Cefepime Dosing in Patients with Impaired Renal Function After Cardiac Arrest
Cefepime dosing must be significantly reduced in patients with impaired renal function after cardiac arrest, with specific adjustments based on creatinine clearance to prevent neurotoxicity while maintaining antimicrobial efficacy. 1
Renal Dysfunction After Cardiac Arrest
Acute kidney injury (AKI) is common following cardiac arrest:
- 37% of pediatric post-cardiac arrest patients develop AKI
- 11.5% develop severe AKI
- 6.4% require renal replacement therapy (RRT) within 48 hours of return of spontaneous circulation 2
Risk factors for severe AKI after cardiac arrest include:
- Abnormal baseline creatinine
- Higher number of epinephrine doses during arrest
- Worse post-cardiac arrest acidosis
- In-hospital arrest location 2
Cefepime Dosing Based on Renal Function
Standard FDA-Approved Dosing Adjustments
| Creatinine Clearance (mL/min) | Standard Dose Adjustment |
|---|---|
| >60 | 500 mg q12h - 2 g q8h (normal dosing) |
| 30-60 | 2 g q24h (for 2 g q12h regimen) |
| 11-29 | 1 g q24h (for 2 g q12h regimen) |
| <11 | 500 mg q24h (for 2 g q12h regimen) |
| Hemodialysis | 1 g on day 1, then 500 mg q24h |
| CAPD | 2 g q48h (for 2 g q12h regimen) |
Risk of Cefepime-Induced Neurotoxicity
Cefepime has significant potential for neurotoxicity, particularly in patients with renal dysfunction:
- Cefepime has high pro-convulsive activity (relative activity of 160) compared to other beta-lactams 3
- Neurotoxicity can manifest as seizures, encephalopathy, myoclonus, confusion, and status epilepticus 3
- 10% of critically ill adults with renal dysfunction receiving higher-dose cefepime develop neurotoxicity 4
- Risk increases significantly with severe renal dysfunction (CrCl <11 mL/min) 4
Plasma Concentration Thresholds for Neurotoxicity
- Trough concentrations >22 mg/L or steady-state concentrations >35 mg/L are associated with neurotoxicity in 50% of patients 3
- When free drug concentration exceeds 8 times the MIC of target bacteria, neurotoxicity risk increases 3
Monitoring Recommendations
For patients with impaired renal function after cardiac arrest:
Calculate creatinine clearance using Cockcroft-Gault equation:
- Males: CrCl (mL/min) = Weight (kg) × (140 – age) / (72 × serum creatinine [mg/dL])
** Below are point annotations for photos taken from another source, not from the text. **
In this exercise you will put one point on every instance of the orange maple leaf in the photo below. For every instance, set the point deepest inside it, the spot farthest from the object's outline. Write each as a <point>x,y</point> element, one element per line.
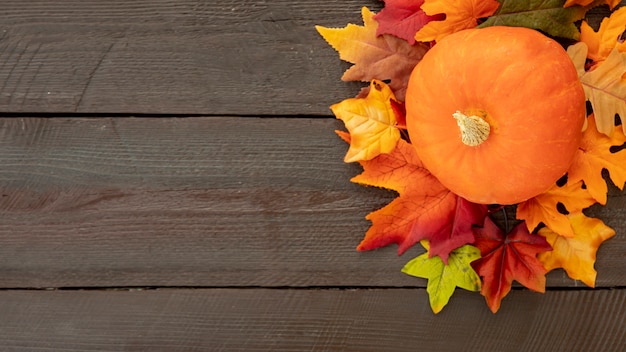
<point>605,86</point>
<point>424,209</point>
<point>544,208</point>
<point>508,257</point>
<point>593,155</point>
<point>382,57</point>
<point>460,14</point>
<point>602,42</point>
<point>371,122</point>
<point>576,255</point>
<point>611,3</point>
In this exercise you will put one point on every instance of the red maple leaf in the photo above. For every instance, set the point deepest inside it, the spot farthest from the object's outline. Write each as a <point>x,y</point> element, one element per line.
<point>403,18</point>
<point>506,258</point>
<point>424,209</point>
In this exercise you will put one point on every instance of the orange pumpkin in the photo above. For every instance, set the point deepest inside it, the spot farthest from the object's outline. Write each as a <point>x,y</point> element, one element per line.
<point>496,114</point>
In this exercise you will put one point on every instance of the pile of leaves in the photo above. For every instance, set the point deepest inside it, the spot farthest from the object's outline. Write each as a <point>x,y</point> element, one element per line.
<point>464,246</point>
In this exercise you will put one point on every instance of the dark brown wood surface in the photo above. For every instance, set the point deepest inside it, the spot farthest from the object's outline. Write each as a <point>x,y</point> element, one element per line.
<point>200,226</point>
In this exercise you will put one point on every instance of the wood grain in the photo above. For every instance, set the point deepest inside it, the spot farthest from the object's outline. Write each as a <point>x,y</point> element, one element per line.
<point>308,320</point>
<point>201,202</point>
<point>177,57</point>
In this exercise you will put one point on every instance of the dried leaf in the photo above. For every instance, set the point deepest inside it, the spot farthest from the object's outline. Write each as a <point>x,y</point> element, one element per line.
<point>548,16</point>
<point>593,156</point>
<point>371,122</point>
<point>602,42</point>
<point>611,3</point>
<point>403,18</point>
<point>442,278</point>
<point>424,209</point>
<point>459,15</point>
<point>576,255</point>
<point>544,208</point>
<point>605,86</point>
<point>506,258</point>
<point>382,58</point>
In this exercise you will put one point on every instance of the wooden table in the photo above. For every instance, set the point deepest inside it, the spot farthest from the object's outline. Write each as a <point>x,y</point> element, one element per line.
<point>170,181</point>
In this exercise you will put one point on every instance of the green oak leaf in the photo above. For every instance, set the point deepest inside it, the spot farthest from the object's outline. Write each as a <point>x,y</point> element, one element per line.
<point>547,16</point>
<point>443,279</point>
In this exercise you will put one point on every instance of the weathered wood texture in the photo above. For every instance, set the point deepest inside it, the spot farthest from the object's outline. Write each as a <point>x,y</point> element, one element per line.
<point>166,56</point>
<point>200,202</point>
<point>307,320</point>
<point>173,56</point>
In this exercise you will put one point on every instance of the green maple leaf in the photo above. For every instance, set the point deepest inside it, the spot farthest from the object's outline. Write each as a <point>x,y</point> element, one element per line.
<point>548,16</point>
<point>443,279</point>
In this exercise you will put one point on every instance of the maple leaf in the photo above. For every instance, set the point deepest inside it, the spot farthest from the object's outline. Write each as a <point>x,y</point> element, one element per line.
<point>544,208</point>
<point>403,18</point>
<point>594,155</point>
<point>611,3</point>
<point>576,255</point>
<point>384,57</point>
<point>442,278</point>
<point>459,15</point>
<point>506,258</point>
<point>424,209</point>
<point>548,16</point>
<point>602,42</point>
<point>371,122</point>
<point>605,86</point>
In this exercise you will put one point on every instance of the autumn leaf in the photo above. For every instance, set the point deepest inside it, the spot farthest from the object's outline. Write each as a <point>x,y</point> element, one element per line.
<point>594,155</point>
<point>548,16</point>
<point>605,86</point>
<point>424,209</point>
<point>602,42</point>
<point>384,57</point>
<point>576,255</point>
<point>371,122</point>
<point>611,3</point>
<point>544,208</point>
<point>442,278</point>
<point>459,15</point>
<point>403,18</point>
<point>506,258</point>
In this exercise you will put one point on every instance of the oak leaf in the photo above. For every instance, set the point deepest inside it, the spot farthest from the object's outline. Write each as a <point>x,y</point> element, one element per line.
<point>576,255</point>
<point>384,57</point>
<point>611,3</point>
<point>459,15</point>
<point>403,18</point>
<point>605,86</point>
<point>548,16</point>
<point>544,208</point>
<point>424,209</point>
<point>371,122</point>
<point>595,154</point>
<point>442,278</point>
<point>602,42</point>
<point>506,258</point>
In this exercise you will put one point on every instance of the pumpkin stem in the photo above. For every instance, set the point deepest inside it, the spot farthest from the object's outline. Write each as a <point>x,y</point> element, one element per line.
<point>474,130</point>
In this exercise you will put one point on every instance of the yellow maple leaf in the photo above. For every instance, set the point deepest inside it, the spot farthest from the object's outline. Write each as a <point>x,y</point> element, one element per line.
<point>576,255</point>
<point>383,57</point>
<point>370,121</point>
<point>602,42</point>
<point>544,208</point>
<point>611,3</point>
<point>605,86</point>
<point>460,14</point>
<point>594,155</point>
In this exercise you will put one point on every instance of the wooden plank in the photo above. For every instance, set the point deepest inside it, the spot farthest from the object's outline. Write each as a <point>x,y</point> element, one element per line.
<point>308,320</point>
<point>166,56</point>
<point>200,202</point>
<point>178,57</point>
- Females: CrCl (mL/min) = 0.85 × male value 1
Monitor for signs of neurotoxicity:
Consider therapeutic drug monitoring when available, especially in:
- Patients with fluctuating renal function
- Patients with CrCl <30 mL/min 6
Special Considerations
Patients with Severe Renal Impairment
- Even with appropriate dose adjustments, 10% of patients with renal dysfunction may develop cefepime-induced neurotoxicity 6, 4
- Consider alternative antibiotics in patients with severe renal impairment (CrCl <11 mL/min) if possible
- If cefepime is necessary, use 500 mg q24h and monitor closely for neurotoxicity 1
Patients on Renal Replacement Therapy
For patients on continuous renal replacement therapy (CRRT):
- Consider higher dosing than traditional recommendations
- A regimen of 2 g loading dose followed by 1.5-1.75 g every 8 hours may be needed for adequate coverage of gram-negative infections 7
For patients on intermittent hemodialysis:
- 1 g on day 1, then 500 mg every 24 hours
- Administer after hemodialysis on dialysis days 1
Common Pitfalls and Caveats
Inadequate dose adjustment: Failure to adjust cefepime dose based on renal function is a common error that can lead to neurotoxicity.
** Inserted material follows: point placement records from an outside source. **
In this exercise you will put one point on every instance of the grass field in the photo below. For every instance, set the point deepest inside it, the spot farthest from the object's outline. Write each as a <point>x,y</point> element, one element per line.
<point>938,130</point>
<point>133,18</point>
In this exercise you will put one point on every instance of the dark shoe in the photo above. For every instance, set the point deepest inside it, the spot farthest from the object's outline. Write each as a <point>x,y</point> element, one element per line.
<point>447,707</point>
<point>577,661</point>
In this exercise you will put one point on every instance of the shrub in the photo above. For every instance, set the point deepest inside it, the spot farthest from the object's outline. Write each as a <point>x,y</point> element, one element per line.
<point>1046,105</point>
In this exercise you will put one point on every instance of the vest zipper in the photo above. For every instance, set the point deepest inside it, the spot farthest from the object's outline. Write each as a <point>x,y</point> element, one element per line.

Missing neurotoxicity symptoms: Symptoms of cefepime-induced neurotoxicity may be mistakenly attributed to post-cardiac arrest encephalopathy or other causes.
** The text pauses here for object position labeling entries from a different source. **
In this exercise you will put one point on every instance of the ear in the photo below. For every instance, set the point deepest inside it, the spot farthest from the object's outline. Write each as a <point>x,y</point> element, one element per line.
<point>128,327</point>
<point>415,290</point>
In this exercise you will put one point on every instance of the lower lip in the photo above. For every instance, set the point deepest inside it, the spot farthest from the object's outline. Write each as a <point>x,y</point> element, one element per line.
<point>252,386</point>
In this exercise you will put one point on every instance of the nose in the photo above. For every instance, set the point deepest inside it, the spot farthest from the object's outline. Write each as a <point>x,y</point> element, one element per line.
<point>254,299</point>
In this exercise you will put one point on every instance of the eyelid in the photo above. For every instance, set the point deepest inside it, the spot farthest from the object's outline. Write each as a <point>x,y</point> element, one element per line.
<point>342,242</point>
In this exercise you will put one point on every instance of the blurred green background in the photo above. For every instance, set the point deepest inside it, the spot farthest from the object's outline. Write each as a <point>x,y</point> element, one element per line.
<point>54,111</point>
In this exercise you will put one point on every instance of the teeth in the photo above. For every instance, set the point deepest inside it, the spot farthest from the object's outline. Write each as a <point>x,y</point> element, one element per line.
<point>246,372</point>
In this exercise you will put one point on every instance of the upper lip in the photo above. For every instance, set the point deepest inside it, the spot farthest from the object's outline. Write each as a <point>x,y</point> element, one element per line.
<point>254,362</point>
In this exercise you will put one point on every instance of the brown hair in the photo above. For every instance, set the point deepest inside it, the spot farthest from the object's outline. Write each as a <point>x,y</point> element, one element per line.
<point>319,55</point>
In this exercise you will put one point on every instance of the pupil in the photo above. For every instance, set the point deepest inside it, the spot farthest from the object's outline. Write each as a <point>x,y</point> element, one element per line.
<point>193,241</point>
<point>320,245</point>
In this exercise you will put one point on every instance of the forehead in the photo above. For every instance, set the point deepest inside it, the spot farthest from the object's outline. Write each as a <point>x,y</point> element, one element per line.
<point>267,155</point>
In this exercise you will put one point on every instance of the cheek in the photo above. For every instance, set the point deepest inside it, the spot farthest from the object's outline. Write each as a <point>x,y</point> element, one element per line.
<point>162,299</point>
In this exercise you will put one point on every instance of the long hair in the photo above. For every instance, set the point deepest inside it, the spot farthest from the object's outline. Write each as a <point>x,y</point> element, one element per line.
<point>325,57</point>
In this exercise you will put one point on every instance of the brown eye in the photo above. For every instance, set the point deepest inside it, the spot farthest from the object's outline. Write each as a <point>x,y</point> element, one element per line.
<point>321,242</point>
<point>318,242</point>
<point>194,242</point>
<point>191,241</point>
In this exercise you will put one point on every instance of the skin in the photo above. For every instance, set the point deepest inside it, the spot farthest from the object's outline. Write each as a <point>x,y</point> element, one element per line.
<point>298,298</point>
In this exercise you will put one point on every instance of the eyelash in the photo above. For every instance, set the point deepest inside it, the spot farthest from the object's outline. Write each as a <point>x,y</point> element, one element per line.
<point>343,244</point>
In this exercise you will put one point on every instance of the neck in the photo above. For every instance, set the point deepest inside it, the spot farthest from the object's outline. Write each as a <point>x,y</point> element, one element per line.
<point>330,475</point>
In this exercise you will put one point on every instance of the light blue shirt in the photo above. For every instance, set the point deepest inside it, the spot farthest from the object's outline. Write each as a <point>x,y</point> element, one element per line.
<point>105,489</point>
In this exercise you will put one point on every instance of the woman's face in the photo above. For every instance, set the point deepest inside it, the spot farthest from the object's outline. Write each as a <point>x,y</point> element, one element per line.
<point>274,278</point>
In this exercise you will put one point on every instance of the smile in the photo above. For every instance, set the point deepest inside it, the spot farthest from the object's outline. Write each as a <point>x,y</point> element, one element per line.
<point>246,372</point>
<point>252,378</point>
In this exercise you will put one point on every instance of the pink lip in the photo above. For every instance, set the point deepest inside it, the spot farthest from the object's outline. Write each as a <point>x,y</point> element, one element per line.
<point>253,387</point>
Inadequate coverage for resistant organisms: Using excessively reduced doses may lead to treatment failure for pathogens with MICs ≥8 mg/L 6.
Failure to reassess: Renal function may improve or worsen after cardiac arrest, requiring dose adjustments throughout the treatment course.
Drug interactions: Nephrotoxic medications should be used with caution in post-cardiac arrest patients with renal dysfunction 2.
By carefully adjusting cefepime dosing based on renal function and monitoring for signs of neurotoxicity, clinicians can optimize antimicrobial therapy while minimizing adverse effects in patients with impaired renal function after cardiac arrest.